時津の公民館のクラスでのことです。
ある生徒さんが、"I baked apple pies for my husband."("baked"は「ベイクト」)と言いました。すると別の生徒さんが「『べいくど』じゃないんですか?だってベイクドチーズケーキって言いますよね?」とたずねました。
これは、おもしろい質問だと思いました。というのは、日本人は規則動詞の後に -ed をつけると過去形になるのはもちろん知っていますが、その過去を表す部分が"[d]という音になるのか、[t]という音になるのかがはっきりわからず、曖昧なままにしていることが多いからです。
基本のルールは、動詞の最後の音が[p][k][s][f][ʃ][tʃ]と濁らない音であれば、英語の音韻の法則によりその後に来る音は必然的に濁らなくなります。従って、
walk + ed = [wˈɔːkt] refresh + ed = [rɪfréʃt]
skip + ed = [skípt] watch + ed = [wάtʃt]
しかし[b][d][g][l][m][n][v]のように濁る音や母音の後に -ed が来ると、濁音の影響で[b][d][g]となります。
smile + ed = [smaild] stay + ed = [steid]
rain + ed = [reind] shave + ed = [ʃéɪvd]
もちろん[t]で終わる動詞は、濁らない音ですが、英語には[tt]という音のつながりがないので、間に母音を入れて[tid]となります。
want + ed = [wάntid]
そこで冒頭の「ベイクドチーズケーキ」の話しに戻りますが、英語では今説明したように、bakeは発音記号で書くと[beik]となります。
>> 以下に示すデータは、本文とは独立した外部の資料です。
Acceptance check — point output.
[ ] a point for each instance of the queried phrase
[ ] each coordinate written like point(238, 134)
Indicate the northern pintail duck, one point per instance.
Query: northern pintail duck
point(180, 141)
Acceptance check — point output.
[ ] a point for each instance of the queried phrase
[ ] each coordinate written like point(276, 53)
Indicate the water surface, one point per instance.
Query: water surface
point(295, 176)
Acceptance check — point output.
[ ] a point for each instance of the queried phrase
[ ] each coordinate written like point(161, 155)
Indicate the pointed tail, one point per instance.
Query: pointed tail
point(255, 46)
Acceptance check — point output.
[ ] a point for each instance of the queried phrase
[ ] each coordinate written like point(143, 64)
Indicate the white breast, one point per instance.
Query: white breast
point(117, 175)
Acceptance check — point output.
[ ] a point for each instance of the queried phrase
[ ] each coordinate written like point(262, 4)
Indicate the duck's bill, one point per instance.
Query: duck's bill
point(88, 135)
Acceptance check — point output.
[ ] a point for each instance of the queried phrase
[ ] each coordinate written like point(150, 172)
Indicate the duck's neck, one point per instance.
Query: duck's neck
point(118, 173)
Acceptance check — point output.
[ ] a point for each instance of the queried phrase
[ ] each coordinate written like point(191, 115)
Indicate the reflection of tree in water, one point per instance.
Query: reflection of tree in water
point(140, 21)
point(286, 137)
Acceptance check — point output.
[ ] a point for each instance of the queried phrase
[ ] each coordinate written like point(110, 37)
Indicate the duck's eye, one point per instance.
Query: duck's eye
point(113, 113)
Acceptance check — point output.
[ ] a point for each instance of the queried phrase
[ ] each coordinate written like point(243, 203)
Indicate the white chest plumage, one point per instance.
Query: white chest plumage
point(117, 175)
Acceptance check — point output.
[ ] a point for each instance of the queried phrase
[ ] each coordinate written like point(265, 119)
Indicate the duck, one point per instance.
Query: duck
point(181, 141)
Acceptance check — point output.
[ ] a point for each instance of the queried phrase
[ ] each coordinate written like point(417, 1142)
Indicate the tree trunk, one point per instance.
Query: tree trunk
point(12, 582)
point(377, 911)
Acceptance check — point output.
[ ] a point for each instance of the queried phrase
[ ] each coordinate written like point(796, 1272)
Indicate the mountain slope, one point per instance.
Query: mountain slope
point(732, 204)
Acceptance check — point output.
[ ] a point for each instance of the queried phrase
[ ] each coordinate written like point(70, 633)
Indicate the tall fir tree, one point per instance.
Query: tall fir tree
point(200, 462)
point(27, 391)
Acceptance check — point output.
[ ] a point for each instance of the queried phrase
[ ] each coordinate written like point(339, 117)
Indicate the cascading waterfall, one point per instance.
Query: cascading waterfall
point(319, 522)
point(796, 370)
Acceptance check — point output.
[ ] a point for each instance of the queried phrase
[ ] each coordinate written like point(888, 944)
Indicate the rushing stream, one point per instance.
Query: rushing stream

ですから、過去形は濁らない音で英語で発音すると[beikt]です。ところが、一旦カタカナで表記したものを読むと、とたんに日本語の音のルールに従います。日本語では「ベイクト」とは言いにくいので「べいくど」となるわけです。もともと外来語を外来語のルールに従って「焼き(元々の英語の意味は「焼かれた」ということで過去分詞の"baked"を使ったのですが、カタカナ表記にしたことにより日本語の音の影響で「べいくど」となってしまったという訳です。